The first part investigates how environmental cues can be exploited to improve human motion understanding from monocular inputs. Specifically, physical constraints—such as ground contact, support, and body-environment proximity—are leveraged to guide pose estimation. A factorised correction-based framework is proposed for multi-person monocular 3D pose estimation, enabling stable optimisation over imperfect initial predictions. Based on this foundation, a contact-guided motion capture method is introduced, sampling from pose manifolds while enforcing dense contact consistency with the scene. These methods demonstrate how even limited monocular information can be enriched through structured interaction with the surrounding environment. 
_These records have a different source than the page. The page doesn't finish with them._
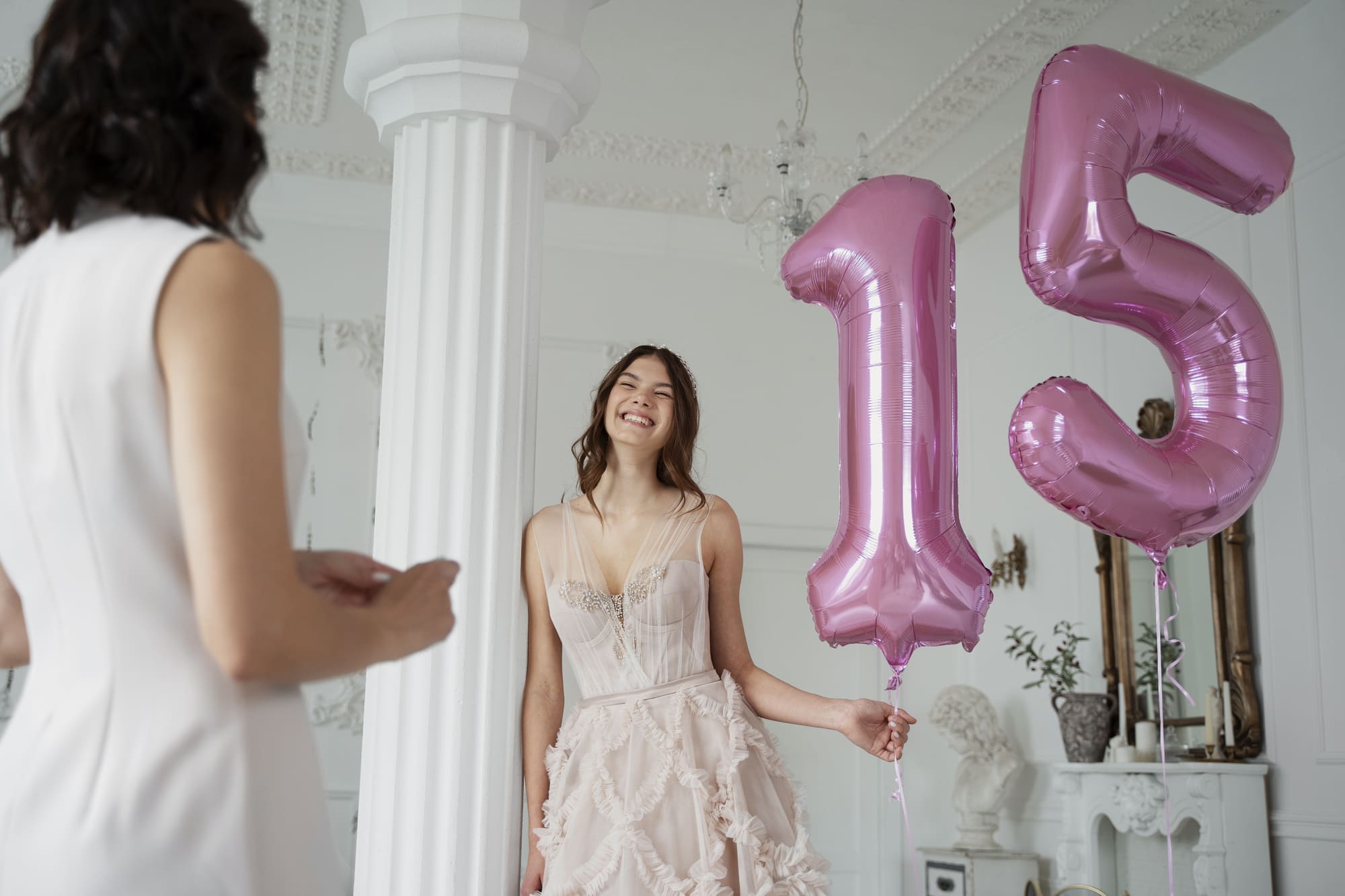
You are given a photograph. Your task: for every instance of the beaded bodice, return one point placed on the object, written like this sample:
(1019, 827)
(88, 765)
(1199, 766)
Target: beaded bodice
(656, 628)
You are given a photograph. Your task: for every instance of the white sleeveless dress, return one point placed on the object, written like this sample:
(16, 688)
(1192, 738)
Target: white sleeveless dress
(664, 779)
(132, 764)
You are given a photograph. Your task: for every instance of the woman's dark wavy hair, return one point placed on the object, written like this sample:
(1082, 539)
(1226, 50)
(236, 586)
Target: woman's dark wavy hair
(591, 450)
(147, 106)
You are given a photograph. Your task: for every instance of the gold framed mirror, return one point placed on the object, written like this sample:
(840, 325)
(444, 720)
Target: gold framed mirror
(1215, 623)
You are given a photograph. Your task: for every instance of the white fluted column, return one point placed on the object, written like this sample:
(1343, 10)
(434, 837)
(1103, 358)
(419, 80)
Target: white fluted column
(474, 96)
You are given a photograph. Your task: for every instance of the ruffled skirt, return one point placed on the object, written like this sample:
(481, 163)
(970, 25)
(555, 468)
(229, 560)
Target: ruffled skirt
(675, 791)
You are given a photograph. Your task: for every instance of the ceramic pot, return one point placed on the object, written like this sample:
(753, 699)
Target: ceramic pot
(1085, 724)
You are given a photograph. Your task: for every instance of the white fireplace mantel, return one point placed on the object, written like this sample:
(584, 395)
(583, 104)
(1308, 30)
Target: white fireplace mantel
(1227, 801)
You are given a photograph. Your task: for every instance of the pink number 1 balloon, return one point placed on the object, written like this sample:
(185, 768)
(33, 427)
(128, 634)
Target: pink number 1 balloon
(899, 572)
(1100, 118)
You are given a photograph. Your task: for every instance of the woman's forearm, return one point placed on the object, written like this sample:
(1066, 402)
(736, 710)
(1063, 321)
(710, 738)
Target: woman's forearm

Beyond human-centric modelling, the next stage examines how human motion itself can be used to recover environmental changes. In dynamic or deformable settings, static scene assumptions no longer hold. To address this, a joint reconstruction framework is developed to simultaneously estimate 3D human motion and environment deformations from monocular video. This approach captures mutual influence: humans adapt to the scene, and their movements reveal the scene’s pliability and evolution. Grounded in optimisation, this formulation models environment deformation through human motion, providing a pathway toward high-fidelity dynamic scene reconstruction.
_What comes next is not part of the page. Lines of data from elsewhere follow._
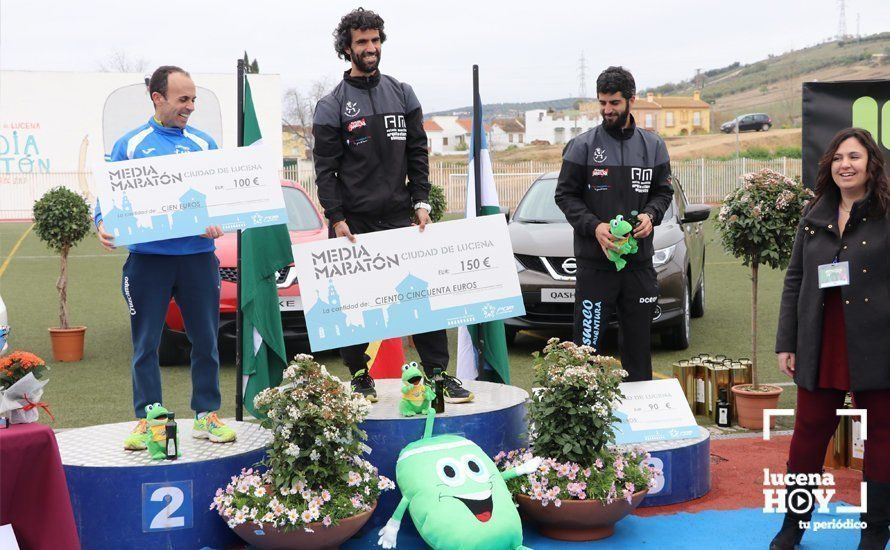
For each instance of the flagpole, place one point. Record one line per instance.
(477, 190)
(239, 320)
(477, 141)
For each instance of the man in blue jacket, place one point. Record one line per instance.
(185, 268)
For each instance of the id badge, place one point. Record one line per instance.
(834, 274)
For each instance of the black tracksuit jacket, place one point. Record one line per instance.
(369, 138)
(609, 172)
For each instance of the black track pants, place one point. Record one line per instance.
(634, 293)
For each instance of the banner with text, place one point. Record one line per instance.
(829, 107)
(401, 282)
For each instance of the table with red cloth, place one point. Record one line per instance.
(33, 492)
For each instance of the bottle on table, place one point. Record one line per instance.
(723, 410)
(171, 440)
(439, 385)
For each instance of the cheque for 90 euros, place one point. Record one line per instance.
(403, 281)
(156, 198)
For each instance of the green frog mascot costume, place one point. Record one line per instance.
(626, 243)
(457, 497)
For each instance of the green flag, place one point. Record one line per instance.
(482, 348)
(264, 250)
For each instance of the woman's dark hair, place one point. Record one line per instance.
(877, 185)
(357, 20)
(616, 79)
(158, 81)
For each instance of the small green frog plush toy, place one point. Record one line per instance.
(626, 243)
(416, 396)
(156, 436)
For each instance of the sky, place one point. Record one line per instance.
(526, 51)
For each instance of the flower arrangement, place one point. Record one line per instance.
(313, 473)
(17, 365)
(571, 425)
(21, 387)
(757, 224)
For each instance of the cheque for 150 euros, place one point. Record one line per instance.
(399, 282)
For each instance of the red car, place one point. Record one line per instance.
(305, 224)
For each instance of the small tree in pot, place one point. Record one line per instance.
(757, 224)
(61, 221)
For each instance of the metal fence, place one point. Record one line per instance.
(703, 180)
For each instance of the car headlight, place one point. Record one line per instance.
(663, 255)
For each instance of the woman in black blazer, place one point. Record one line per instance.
(833, 339)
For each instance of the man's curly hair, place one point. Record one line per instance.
(358, 19)
(616, 79)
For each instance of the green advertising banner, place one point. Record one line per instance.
(829, 107)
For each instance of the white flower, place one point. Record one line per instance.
(293, 450)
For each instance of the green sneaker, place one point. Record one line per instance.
(212, 428)
(136, 440)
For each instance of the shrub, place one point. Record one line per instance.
(757, 224)
(571, 412)
(438, 202)
(313, 470)
(790, 152)
(61, 220)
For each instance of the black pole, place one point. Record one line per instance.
(477, 141)
(239, 321)
(477, 180)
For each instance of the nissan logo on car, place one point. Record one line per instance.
(569, 266)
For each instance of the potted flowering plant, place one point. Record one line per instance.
(21, 386)
(757, 224)
(313, 490)
(590, 483)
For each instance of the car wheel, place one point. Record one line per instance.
(171, 352)
(698, 302)
(677, 337)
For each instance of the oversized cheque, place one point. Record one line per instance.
(170, 196)
(399, 282)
As scenes evolve—both spatially and across domains—monocular systems must remain robust to distribution shifts. To address this, a source-free test-time domain adaptation framework is proposed for monocular depth estimation. A self-supervised optimisation strategy is employed to adapt depth predictions to unseen target domains during inference, without access to source domain data or annotations. By leveraging geometric consistency and photometric cues available at test time, this method effectively mitigates domain shifts commonly encountered in outdoor driving scenarios. Unlike prior approaches that require offline retraining or access to labelled source data, this solution is plug-and-play, efficient, and enhances generalisation in a fully unsupervised setting. 
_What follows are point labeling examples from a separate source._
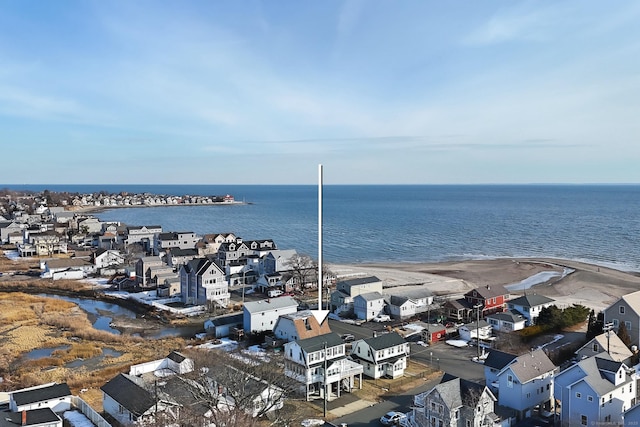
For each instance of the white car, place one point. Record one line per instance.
(392, 418)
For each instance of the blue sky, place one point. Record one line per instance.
(379, 92)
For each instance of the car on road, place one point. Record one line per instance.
(392, 418)
(348, 337)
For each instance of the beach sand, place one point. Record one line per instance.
(593, 286)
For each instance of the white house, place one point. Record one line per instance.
(526, 382)
(368, 305)
(347, 290)
(320, 363)
(260, 316)
(476, 330)
(298, 326)
(202, 281)
(530, 306)
(595, 391)
(56, 397)
(608, 342)
(454, 402)
(507, 321)
(385, 355)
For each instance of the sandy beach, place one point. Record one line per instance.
(575, 283)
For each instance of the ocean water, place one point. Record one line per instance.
(412, 223)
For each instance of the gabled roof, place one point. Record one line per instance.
(612, 345)
(458, 392)
(593, 370)
(270, 304)
(125, 390)
(532, 300)
(309, 345)
(383, 341)
(531, 365)
(508, 316)
(489, 291)
(40, 394)
(498, 359)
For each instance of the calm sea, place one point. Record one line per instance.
(412, 223)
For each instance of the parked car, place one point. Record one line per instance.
(348, 338)
(392, 418)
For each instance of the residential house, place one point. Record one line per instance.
(368, 305)
(494, 363)
(595, 391)
(320, 364)
(626, 310)
(298, 326)
(143, 235)
(433, 332)
(261, 316)
(66, 268)
(210, 243)
(385, 355)
(527, 382)
(454, 402)
(202, 281)
(506, 321)
(103, 258)
(143, 269)
(608, 342)
(90, 225)
(176, 239)
(176, 256)
(488, 299)
(407, 301)
(9, 227)
(481, 330)
(224, 326)
(347, 290)
(167, 284)
(530, 305)
(56, 397)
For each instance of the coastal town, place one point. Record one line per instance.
(489, 355)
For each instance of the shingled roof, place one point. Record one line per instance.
(125, 390)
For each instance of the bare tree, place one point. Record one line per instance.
(240, 390)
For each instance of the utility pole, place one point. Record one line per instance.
(477, 307)
(325, 382)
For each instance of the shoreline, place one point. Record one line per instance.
(591, 285)
(97, 209)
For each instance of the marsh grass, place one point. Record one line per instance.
(29, 322)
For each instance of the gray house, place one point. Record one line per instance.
(455, 402)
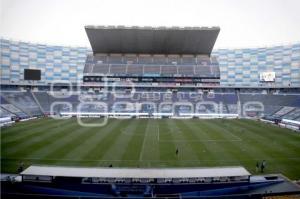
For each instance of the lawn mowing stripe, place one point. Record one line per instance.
(266, 148)
(214, 148)
(63, 141)
(88, 145)
(167, 149)
(185, 150)
(28, 145)
(282, 134)
(249, 140)
(103, 144)
(23, 125)
(201, 149)
(236, 149)
(134, 148)
(266, 136)
(69, 145)
(24, 132)
(150, 144)
(116, 151)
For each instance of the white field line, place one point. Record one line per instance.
(201, 140)
(106, 160)
(158, 133)
(144, 141)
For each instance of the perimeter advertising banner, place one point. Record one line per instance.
(267, 76)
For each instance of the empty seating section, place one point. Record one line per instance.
(285, 110)
(134, 69)
(151, 69)
(141, 65)
(169, 70)
(186, 70)
(5, 113)
(293, 115)
(101, 68)
(23, 101)
(25, 104)
(118, 69)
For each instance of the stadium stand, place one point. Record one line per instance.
(140, 77)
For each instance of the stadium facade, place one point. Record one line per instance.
(175, 74)
(238, 67)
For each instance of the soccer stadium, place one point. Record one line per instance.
(149, 112)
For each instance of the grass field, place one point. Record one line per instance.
(152, 143)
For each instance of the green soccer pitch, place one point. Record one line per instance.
(152, 143)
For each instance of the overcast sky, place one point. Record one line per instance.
(244, 23)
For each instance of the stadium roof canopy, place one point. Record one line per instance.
(136, 172)
(150, 40)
The final stage turns toward full scene reconstruction from a single view. Methods are developed for semantic 3D occupancy prediction from monocular images, enabling feed-forward single-frame inference without reliance on ground-truth occupancy or LiDAR supervision. The approach begins with a NeRF-based volumetric rendering formulation to align 3D semantic predictions with 2D annotations through differentiable rendering losses. Within this framework, a multi-task interaction strategy is specifically designed to improve the synergy between semantic supervision and geometric reconstruction. By integrating semantic and geometric reasoning in a unified formulation, this method enables rich 3D scene understanding with minimal supervision. Despite being trained only with 2D supervision, the system can recover meaningful volumetric structure from single images, offering a practical step toward self-supervised monocular 3D reconstruction.  Across these stages, the contributions in this thesis form a coherent progression toward robust, self-supervised 3D perception from monocular visual input. From capturing interaction to reconstructing structure, the presented framework demonstrates how machines can perceive and interpret the 3D world through the narrow lens of a single camera—without requiring expensive sensors or annotations. This opens new possibilities in dynamic scene understanding, human-centric computing, and embodied AI.